Kurz vor Buenos Aires, 11.9.2012

 

Stapelfüsschen

Man hat als Passagier auf einem Containerdampfer ja viel Zeit zum beobachten. Im Hafen beobachtet dann halt eben den Be- und Entladevorgang. Es gibt die gigantischen Kräne welche die Container von den LKW auf das Schiff hieven oder vom Schiff auf den LKW. In der ganzen hochtechnisierten Abfertigungsanlage sind mir recht bald zwei Arbeiter aufgefallen welche immer etwas an den Containern rumfummelten.

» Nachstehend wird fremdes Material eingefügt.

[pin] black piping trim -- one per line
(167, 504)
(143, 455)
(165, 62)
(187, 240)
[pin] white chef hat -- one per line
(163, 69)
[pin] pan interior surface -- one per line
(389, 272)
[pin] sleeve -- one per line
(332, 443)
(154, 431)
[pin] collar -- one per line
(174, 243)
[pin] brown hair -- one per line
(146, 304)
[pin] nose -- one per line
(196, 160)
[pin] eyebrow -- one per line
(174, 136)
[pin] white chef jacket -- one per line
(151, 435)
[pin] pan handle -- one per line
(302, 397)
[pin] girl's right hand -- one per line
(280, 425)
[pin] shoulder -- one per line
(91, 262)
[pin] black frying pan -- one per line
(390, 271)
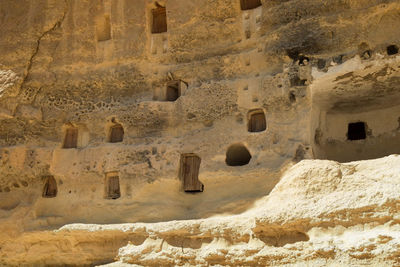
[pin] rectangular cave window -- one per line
(249, 4)
(116, 133)
(189, 173)
(112, 190)
(71, 138)
(104, 28)
(356, 131)
(173, 90)
(50, 187)
(257, 122)
(159, 22)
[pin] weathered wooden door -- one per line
(189, 173)
(71, 138)
(113, 190)
(173, 90)
(117, 133)
(50, 187)
(257, 122)
(159, 20)
(249, 4)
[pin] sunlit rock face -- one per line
(151, 111)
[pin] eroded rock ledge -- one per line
(320, 213)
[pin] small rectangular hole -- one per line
(159, 22)
(356, 131)
(249, 4)
(112, 188)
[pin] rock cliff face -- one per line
(124, 111)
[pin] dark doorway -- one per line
(257, 121)
(237, 155)
(392, 49)
(104, 29)
(159, 23)
(189, 173)
(112, 186)
(50, 187)
(173, 90)
(71, 138)
(356, 131)
(116, 133)
(249, 4)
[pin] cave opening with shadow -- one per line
(237, 155)
(355, 126)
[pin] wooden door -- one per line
(257, 122)
(117, 134)
(50, 187)
(249, 4)
(159, 20)
(71, 138)
(113, 190)
(173, 90)
(189, 173)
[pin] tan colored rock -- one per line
(100, 100)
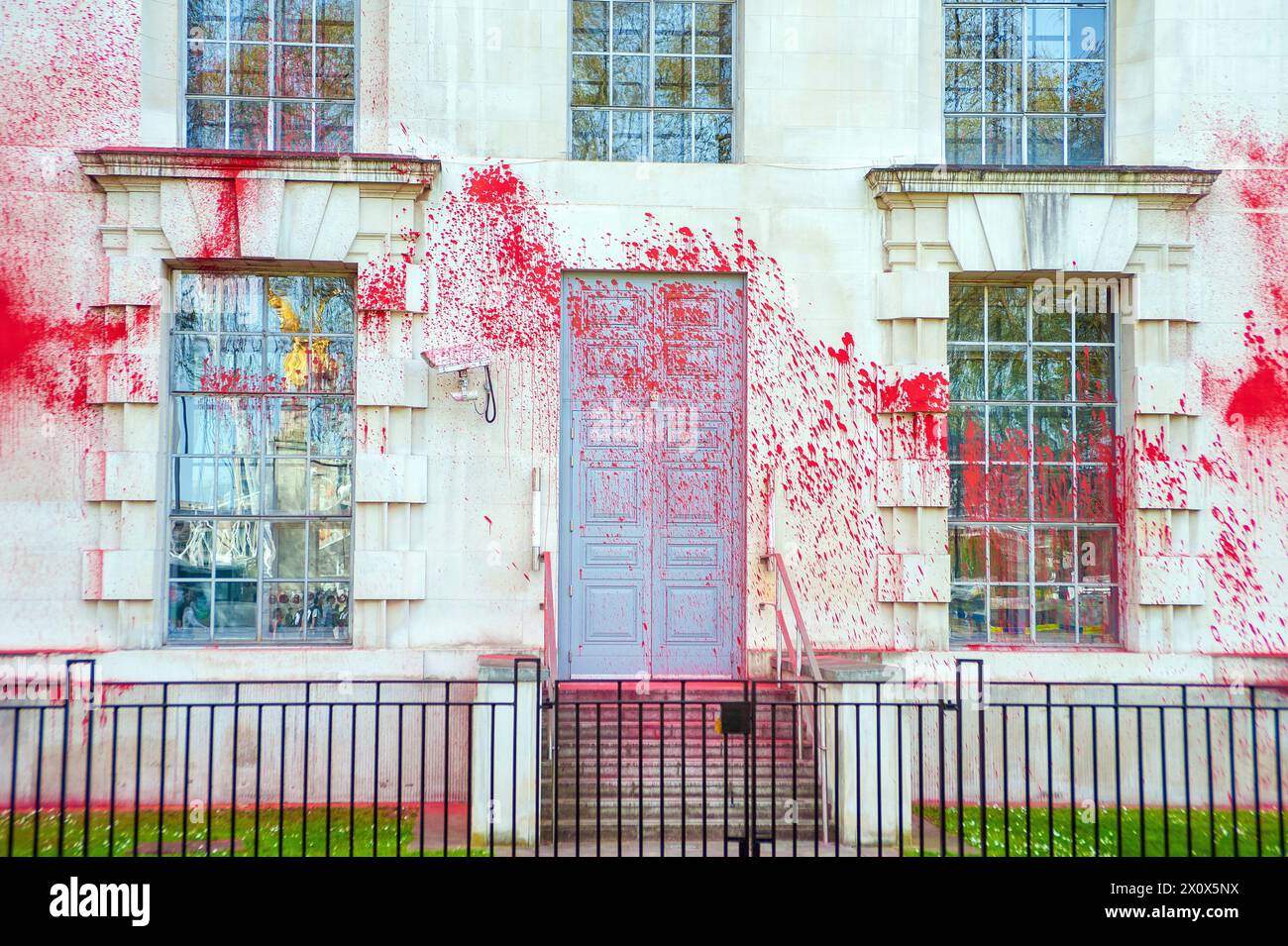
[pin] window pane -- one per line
(1003, 33)
(1008, 491)
(287, 304)
(673, 27)
(239, 486)
(966, 372)
(1086, 141)
(590, 80)
(1003, 143)
(962, 33)
(630, 136)
(713, 29)
(193, 485)
(335, 21)
(236, 605)
(962, 86)
(1008, 373)
(712, 82)
(964, 141)
(331, 428)
(1096, 615)
(1095, 494)
(287, 425)
(1009, 611)
(1046, 88)
(284, 486)
(248, 71)
(1052, 493)
(283, 550)
(249, 20)
(1095, 369)
(671, 136)
(1046, 34)
(1095, 435)
(335, 73)
(237, 549)
(1009, 434)
(966, 313)
(1046, 141)
(967, 486)
(1003, 86)
(712, 138)
(1052, 373)
(329, 549)
(294, 21)
(192, 543)
(191, 361)
(294, 129)
(590, 136)
(969, 549)
(189, 611)
(1052, 434)
(206, 20)
(630, 81)
(283, 610)
(331, 366)
(207, 68)
(193, 424)
(334, 128)
(630, 27)
(1096, 556)
(1054, 618)
(1086, 86)
(1087, 34)
(1008, 314)
(294, 71)
(590, 26)
(1052, 555)
(248, 125)
(331, 488)
(966, 617)
(333, 305)
(327, 615)
(966, 433)
(673, 81)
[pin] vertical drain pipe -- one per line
(536, 517)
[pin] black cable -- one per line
(488, 412)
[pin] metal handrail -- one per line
(784, 640)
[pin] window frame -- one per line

Auf Nachfrage erklärte man mir, daß es, um Container ordentlich stapeln zu können, vier Twist-Locks (Stapelfüsschen) braucht. Der Ablauf sieht also wie folgt aus:

Abladen vom Schiff:

Aufladen auf das Schiff:

Und wenn Ihr das bis jetzt unglaublich langweilig fandet, dann stellt euch mal vor wie das ist in dem Job zu arbeiten. Warten, Stapelfüsschen ab, warten, Stapelfüsschen ab, warten, Stapelfüsschen ab, warten, Stapelfüsschen ab, warten, Stapelfüsschen ab, warten, Stapelfüsschen ab, warten, Stapelfüsschen ab, warten, Stapelfüsschen ab, warten, Stapelfüsschen ab, warten, Stapelfüsschen ab, warten, Stapelfüsschen ab warten........( uns so ein Scheiss-Stapelfüsschen wiegt locker 2kg!!!)

Und am nächsten Tag: Warten, Stapelfüsschen dran, warten, Stapelfüsschen dran, warten, Stapelfüsschen dran, warten, Stapelfüsschen dran, warten, Stapelfüsschen dran, warten, Stapelfüsschen dran, warten,...

Und das ganze acht Stunden lang, nachts, laut, gefährlich, ..., vierzig Stunden die Woche, Schichtarbeit. Und egal wie lange man den Job macht, es ändert sich nicht und nichts bleibt bestehen und man kann seinen Kindern noch nicht einmal zeigen was man in all den Jahren geschaffen hat.

Unser Schiff alleine hatte etwa 7000 Container geladen was bedeutet siebentausend mal...das erspar ich uns jetzt wohl besser.

Da sollte doch besser jeder von uns verwöhnten Weichpupern in aller Stille das Glas erheben und es so halten wie Keith Richards schon sang. „Lets drink to the hard working people“. Und dann ganz kleinlaut „Danke“ sagen!